Who Should Consider Buying OEX Straddles?
- An investor who is convinced a the Standard & Poor’s 100 index will make a major directional move, but not sure whether up or down
- An investor who anticipates increased volatility in the OEX index, up and/or down around its current level, and a concurrent increase in implied volatility for OEX options
- An investor who would like to take advantage of the leverage that options can provide, and with a limited dollar risk
Buying an OEX straddle combines the benefits of both an OEX call and an OEX put purchase. Leveraged potential profits can be substantial with a large move in the OEX index either up or down from a certain level. On the other hand, straddle buyers might instead be focused on short-term increases in OEX call and put implied volatility levels without a significant move in the OEX index, and taking profits when this might occur. With either motivation, the amount of capital at risk can be predetermined, and is entirely limited.

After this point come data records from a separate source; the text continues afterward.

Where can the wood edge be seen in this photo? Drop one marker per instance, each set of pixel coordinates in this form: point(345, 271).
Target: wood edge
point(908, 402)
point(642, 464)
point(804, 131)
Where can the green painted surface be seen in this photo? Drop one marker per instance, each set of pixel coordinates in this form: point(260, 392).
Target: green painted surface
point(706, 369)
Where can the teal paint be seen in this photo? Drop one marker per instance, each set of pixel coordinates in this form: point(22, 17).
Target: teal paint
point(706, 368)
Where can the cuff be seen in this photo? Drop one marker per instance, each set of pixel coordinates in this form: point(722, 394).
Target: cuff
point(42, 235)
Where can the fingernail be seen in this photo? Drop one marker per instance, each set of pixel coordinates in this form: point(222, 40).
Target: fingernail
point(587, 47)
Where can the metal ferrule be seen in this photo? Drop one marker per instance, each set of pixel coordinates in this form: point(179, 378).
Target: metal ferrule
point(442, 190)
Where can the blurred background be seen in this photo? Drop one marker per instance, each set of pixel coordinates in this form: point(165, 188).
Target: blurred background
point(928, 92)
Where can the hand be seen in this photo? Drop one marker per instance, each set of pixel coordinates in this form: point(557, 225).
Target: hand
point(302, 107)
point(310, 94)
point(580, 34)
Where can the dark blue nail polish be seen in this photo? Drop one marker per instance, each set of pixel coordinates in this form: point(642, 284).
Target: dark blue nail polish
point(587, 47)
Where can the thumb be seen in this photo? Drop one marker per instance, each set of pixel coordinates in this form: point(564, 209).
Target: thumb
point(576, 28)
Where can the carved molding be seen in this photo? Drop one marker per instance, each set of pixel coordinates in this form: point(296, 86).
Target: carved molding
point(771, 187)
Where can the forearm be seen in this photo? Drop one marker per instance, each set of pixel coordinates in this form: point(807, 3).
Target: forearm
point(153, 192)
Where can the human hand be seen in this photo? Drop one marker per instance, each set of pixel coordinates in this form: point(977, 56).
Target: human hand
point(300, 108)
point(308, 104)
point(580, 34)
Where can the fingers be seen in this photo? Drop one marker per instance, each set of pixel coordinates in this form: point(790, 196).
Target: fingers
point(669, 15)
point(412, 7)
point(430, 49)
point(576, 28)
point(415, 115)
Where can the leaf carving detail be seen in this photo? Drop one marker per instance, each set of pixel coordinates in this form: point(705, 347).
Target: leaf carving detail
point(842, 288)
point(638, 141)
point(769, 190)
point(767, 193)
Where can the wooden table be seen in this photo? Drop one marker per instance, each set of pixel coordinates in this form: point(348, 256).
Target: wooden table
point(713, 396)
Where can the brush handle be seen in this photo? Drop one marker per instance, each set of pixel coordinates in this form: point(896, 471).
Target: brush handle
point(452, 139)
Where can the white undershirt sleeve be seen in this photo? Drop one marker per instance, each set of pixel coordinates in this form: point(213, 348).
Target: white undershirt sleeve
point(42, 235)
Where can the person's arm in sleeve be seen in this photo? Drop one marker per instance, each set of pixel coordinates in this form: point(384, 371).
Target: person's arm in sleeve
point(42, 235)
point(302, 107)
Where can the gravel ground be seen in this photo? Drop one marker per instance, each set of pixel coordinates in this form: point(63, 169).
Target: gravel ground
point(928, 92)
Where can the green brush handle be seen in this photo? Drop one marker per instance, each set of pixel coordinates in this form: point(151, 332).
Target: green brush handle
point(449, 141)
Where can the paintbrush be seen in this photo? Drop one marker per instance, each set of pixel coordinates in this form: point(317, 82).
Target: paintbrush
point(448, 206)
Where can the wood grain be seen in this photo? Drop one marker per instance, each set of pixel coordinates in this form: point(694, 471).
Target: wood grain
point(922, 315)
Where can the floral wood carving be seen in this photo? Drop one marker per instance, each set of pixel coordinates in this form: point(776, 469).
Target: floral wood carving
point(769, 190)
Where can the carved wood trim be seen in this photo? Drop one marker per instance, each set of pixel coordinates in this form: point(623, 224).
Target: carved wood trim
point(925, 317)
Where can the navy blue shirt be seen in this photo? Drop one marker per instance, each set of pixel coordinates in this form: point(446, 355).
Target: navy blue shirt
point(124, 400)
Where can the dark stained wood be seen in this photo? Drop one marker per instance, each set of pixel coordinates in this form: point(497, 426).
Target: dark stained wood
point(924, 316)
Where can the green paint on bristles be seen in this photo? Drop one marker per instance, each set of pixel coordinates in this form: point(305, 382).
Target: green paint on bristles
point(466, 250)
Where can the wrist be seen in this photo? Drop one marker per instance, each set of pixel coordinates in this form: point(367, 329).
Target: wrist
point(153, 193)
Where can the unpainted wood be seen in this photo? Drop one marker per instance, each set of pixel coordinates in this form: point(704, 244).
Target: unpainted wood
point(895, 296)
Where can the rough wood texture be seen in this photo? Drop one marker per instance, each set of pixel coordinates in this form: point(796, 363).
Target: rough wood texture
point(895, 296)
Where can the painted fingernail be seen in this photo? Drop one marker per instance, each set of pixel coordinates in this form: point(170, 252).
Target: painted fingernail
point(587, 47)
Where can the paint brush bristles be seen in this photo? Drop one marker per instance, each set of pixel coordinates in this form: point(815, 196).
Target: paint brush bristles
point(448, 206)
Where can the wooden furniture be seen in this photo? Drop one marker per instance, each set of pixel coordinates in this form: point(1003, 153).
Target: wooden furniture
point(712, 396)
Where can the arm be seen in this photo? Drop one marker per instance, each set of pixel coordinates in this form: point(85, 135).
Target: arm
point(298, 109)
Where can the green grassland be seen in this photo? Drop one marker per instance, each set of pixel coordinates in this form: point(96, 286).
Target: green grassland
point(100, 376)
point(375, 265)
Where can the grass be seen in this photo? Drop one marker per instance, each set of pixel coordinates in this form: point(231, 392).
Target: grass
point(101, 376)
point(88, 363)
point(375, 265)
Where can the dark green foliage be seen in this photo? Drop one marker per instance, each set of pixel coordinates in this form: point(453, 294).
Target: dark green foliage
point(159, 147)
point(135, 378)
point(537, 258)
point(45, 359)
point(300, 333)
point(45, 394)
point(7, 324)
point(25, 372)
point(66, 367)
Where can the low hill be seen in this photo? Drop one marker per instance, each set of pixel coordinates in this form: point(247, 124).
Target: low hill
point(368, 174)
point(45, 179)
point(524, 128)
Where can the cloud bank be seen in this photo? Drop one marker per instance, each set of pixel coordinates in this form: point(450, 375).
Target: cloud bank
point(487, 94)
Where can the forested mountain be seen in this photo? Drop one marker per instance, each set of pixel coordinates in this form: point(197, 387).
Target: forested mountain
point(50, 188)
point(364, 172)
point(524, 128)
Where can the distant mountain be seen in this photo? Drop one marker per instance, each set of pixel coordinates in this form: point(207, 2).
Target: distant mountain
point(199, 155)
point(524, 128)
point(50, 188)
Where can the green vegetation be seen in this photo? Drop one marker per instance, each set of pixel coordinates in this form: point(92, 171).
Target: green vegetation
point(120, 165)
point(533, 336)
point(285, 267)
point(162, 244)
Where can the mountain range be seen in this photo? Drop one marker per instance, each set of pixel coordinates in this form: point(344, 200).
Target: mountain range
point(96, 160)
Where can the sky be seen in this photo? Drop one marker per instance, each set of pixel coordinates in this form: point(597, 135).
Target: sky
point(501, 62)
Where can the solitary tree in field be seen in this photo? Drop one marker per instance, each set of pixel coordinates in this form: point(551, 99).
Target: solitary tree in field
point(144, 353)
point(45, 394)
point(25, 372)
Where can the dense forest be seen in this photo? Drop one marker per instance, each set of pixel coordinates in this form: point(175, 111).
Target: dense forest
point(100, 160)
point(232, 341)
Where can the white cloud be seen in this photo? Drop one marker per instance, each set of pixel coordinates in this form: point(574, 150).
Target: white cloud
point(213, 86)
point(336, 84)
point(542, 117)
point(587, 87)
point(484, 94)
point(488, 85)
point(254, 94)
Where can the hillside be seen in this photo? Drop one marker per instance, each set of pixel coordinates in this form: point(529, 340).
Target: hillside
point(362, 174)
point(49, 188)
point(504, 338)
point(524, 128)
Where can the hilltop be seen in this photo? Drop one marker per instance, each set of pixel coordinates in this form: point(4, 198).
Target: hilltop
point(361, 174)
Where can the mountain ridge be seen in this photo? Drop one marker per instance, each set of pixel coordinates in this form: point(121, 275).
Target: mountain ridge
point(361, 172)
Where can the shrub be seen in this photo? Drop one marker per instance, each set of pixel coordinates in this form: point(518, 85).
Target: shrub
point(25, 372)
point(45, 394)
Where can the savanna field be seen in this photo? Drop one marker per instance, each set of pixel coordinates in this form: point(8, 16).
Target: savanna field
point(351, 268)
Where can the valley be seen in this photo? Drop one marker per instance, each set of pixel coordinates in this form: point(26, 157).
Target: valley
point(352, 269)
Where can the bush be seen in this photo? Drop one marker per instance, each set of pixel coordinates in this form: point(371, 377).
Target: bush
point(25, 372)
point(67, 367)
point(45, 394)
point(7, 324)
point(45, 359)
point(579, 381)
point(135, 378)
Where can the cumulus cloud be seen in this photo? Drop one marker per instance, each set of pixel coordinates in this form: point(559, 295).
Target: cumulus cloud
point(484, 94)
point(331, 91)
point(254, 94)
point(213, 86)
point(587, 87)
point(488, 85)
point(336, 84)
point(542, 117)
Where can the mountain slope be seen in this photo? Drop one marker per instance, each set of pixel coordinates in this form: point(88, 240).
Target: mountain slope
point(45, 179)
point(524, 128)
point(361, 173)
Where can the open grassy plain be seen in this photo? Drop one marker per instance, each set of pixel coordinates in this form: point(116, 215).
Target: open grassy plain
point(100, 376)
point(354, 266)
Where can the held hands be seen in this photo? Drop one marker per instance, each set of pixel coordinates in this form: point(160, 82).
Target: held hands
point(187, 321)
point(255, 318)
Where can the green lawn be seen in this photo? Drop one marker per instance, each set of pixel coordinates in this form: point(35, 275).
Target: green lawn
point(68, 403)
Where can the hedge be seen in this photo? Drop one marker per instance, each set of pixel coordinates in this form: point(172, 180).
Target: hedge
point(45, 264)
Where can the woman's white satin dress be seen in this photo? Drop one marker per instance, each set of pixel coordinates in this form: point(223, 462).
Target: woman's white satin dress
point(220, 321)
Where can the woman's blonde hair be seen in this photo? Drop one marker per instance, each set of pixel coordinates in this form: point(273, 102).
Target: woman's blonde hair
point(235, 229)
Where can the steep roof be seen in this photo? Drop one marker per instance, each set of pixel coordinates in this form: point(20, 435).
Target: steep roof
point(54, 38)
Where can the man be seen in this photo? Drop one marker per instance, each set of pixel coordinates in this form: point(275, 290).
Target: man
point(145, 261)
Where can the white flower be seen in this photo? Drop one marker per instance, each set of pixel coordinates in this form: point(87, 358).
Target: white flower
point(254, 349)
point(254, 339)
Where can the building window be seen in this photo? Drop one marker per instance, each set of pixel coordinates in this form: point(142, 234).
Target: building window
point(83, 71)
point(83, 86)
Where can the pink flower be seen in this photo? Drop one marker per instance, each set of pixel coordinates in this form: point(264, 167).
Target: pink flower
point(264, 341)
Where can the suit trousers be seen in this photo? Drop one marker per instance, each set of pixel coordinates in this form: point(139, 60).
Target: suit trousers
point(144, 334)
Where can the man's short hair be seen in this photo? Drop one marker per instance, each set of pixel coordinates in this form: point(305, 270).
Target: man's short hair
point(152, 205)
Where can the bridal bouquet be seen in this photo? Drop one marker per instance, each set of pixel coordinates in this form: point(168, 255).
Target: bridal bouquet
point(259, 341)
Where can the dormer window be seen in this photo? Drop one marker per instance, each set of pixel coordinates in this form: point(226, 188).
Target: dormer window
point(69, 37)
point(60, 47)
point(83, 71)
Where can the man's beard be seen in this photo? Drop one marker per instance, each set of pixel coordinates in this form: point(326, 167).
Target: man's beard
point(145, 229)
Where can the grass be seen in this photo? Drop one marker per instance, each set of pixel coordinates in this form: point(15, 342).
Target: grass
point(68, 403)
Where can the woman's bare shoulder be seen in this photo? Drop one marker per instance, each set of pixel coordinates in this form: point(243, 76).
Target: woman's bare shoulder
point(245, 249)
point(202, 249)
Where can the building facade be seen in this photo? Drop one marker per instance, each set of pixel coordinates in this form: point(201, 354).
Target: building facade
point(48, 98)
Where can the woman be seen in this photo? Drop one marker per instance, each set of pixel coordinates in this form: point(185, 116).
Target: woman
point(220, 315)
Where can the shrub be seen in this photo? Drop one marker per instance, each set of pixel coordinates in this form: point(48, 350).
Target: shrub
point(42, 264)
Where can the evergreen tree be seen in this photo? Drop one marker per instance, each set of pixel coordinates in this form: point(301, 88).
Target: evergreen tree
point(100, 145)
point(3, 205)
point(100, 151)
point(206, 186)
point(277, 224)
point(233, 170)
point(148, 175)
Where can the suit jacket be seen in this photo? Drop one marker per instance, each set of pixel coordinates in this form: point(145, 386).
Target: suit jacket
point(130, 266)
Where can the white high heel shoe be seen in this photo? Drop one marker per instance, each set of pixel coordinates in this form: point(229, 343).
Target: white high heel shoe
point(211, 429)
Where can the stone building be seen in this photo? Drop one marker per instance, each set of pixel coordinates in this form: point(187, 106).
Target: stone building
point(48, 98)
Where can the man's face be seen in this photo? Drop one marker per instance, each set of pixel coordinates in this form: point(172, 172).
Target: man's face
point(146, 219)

Buying an OEX straddle involves the purchase of both an OEX call and an OEX put having the same strike price and expiration month. A long straddle position is commonly purchased and sold as a package, i.e., both options bought at the same time to establish the position as well as sold at the same time to either realize a profit or cut a loss. In a sense, as long as both call and put are held an investor is hedged, with the bullish call potentially increasing in value with a rise in the OEX index, and the bearish put increasing with a decrease in the OEX level.
American-style OEX options may be exercised at any time before they expire, and may be sold in the marketplace on or before their last trading day if they have market value, to either realize a profit or cut a loss.
This is neither a bullish nor a bearish strategy, but instead a combination of the two. On the upside, the profit potential of the long call at expiration is theoretically unlimited as the level of the OEX index increases above the position’s upside break-even point. On the downside, the profit potential of the long put at expiration is substantial, limited only by OEX decreasing to no less than zero. Again, profit potential for the long straddle depends on the magnitude of change in the OEX, not the direction in which it might move.
The maximum loss for the long straddle is limited to the total call and put premium, or debit, paid. This will occur at expiration if the OEX closes exactly at the strike price, and both the call and the put expire exactly at-the-money and with no value.
There are two break-even points at expiration for this strategy. The upside break-even is an OEX index level equal to the contracts’ common strike price plus the debit paid for the straddle. The downside break-even is an OEX level equal to the strike price less the debit paid.
An increase in volatility has a positive financial effect on the long straddle strategy while decreasing volatility has a negative effect – more so than with either a simple long call or put because two long options are owned. Time decay has a negative effect on both long options as well.